The same cannot be said for many Bruins players that his team will face tomorrow. Nevertheless, Beran understands the importance of not making the moment too big.

“When the ball goes up, (the perspective) is in the moment,” Beran said. “It’s five-on-five, or Northwestern versus UCLA. We’re just trying to focus on the game and not try to look like how that will affect the legacy of the program.”

3. Rebounding an emphasis for NU on Saturday

If there was one aspect the Cats struggled with Thursday, it would have to be their performance on the glass. NU struggled to corral defensive rebounds, allowing Boise State to make extra possessions. The Cats allowed 20 offensive rebounds, which subsequently translated to 20 Broncos second-chance points.
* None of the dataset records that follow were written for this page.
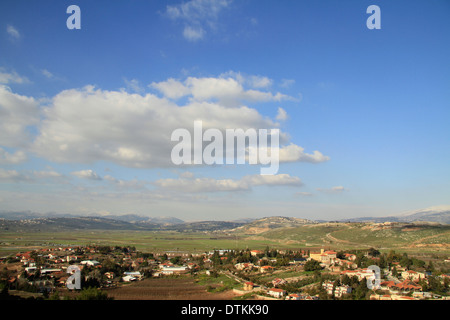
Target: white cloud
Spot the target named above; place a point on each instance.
(171, 88)
(282, 114)
(17, 114)
(226, 90)
(86, 174)
(286, 83)
(195, 185)
(46, 174)
(12, 158)
(47, 74)
(197, 15)
(91, 125)
(333, 190)
(134, 85)
(260, 82)
(304, 194)
(193, 33)
(13, 32)
(11, 77)
(294, 153)
(11, 176)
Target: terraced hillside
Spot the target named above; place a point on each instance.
(360, 235)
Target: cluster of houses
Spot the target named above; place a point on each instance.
(50, 270)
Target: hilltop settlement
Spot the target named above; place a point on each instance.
(249, 274)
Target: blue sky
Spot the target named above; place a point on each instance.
(86, 115)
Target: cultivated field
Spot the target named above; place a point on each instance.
(182, 288)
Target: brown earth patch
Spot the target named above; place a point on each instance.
(166, 289)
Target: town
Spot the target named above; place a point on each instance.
(270, 274)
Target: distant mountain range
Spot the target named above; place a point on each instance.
(437, 214)
(31, 222)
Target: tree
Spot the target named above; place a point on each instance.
(312, 265)
(93, 294)
(374, 252)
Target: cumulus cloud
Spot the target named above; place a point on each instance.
(12, 158)
(86, 174)
(17, 114)
(294, 153)
(304, 194)
(11, 176)
(13, 32)
(193, 34)
(11, 77)
(226, 90)
(91, 125)
(194, 185)
(333, 190)
(282, 115)
(197, 16)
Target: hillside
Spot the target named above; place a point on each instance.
(379, 235)
(97, 223)
(438, 214)
(271, 223)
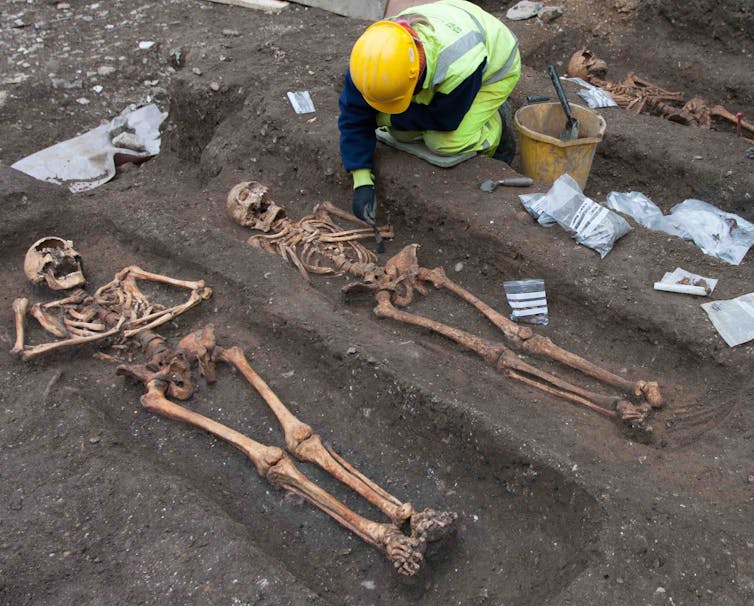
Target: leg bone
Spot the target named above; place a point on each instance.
(405, 552)
(500, 356)
(524, 338)
(307, 446)
(20, 306)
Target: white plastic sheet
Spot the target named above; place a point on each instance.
(88, 161)
(593, 95)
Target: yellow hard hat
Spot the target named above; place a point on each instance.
(385, 66)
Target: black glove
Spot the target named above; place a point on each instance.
(365, 204)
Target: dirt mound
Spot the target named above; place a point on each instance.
(716, 18)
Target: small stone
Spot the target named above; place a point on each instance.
(177, 57)
(126, 140)
(550, 13)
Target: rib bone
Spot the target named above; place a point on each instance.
(396, 282)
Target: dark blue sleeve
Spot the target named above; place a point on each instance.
(356, 122)
(446, 111)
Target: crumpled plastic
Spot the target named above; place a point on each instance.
(733, 319)
(88, 161)
(589, 223)
(718, 233)
(593, 95)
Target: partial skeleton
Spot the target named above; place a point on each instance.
(637, 94)
(311, 249)
(117, 310)
(120, 311)
(404, 551)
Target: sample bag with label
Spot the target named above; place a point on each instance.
(527, 300)
(586, 221)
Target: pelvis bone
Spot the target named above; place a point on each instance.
(394, 286)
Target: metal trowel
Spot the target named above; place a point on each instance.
(491, 184)
(571, 130)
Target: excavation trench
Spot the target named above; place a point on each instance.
(601, 309)
(524, 529)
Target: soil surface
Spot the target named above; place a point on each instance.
(103, 502)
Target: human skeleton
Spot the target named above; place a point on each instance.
(637, 94)
(316, 244)
(120, 311)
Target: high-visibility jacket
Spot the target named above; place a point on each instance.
(466, 48)
(459, 37)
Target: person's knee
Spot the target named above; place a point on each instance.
(445, 144)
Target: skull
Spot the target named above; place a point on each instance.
(585, 65)
(55, 261)
(249, 206)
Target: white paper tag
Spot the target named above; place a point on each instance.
(588, 217)
(301, 101)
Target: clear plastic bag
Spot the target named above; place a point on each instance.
(590, 224)
(527, 300)
(718, 233)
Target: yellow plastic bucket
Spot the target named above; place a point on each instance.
(544, 157)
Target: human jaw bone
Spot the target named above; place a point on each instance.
(54, 260)
(249, 206)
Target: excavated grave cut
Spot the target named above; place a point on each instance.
(524, 528)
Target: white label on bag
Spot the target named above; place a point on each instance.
(588, 217)
(301, 101)
(533, 311)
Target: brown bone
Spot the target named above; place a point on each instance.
(395, 284)
(404, 552)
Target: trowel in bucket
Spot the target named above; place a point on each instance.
(571, 130)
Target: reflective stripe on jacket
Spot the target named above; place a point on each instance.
(459, 36)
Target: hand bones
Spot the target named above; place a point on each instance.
(118, 308)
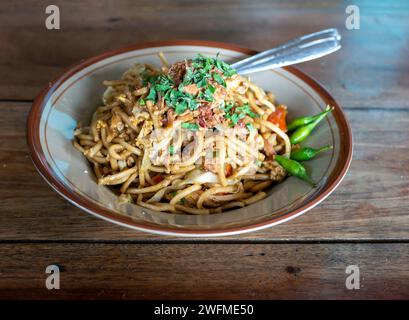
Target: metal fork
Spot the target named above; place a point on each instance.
(305, 48)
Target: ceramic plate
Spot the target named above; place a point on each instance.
(74, 96)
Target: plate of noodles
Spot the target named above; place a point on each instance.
(168, 138)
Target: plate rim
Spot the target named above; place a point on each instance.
(40, 163)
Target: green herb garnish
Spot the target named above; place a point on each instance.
(152, 95)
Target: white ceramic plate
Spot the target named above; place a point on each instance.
(74, 96)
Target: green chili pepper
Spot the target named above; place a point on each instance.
(307, 153)
(305, 120)
(303, 132)
(294, 168)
With UCLA being a strong offensive rebounding team, the Cats know they will need to address this component if they want to survive in the tournament.

In particular, graduate student forward Tydus Verhoeven stressed the importance of surrendering fewer offensive rebounds, admitting that the front court will need to be extra mindful of this when matching up tomorrow against the Bruins.

“They’re one of the best offensive rebounding teams in the nation, so you have to box out,” Verhoeven said. “We’ve really worked on cleaning up our box outs and being more physical on the boards. Against a team like that, you can’t let them get free runs off rebounding because that’s one of their strengths.”

At the same time, junior center Matthew Nicholson took ownership for the team’s inability to corral defensive rebounds on Thursday.

Nevertheless, the center acknowledged the collective effort that will be required to limit the number of extra possessions NU surrenders Saturday.

“I take a lot of credit for that,” Nicholson said. “We’ve got to work on getting more defensive rebounds and not letting up as many offensive rebounds. A lot of us have to work towards getting more defensive rebounds, (through) boxing out, hitting someone — but we’ll get it done.”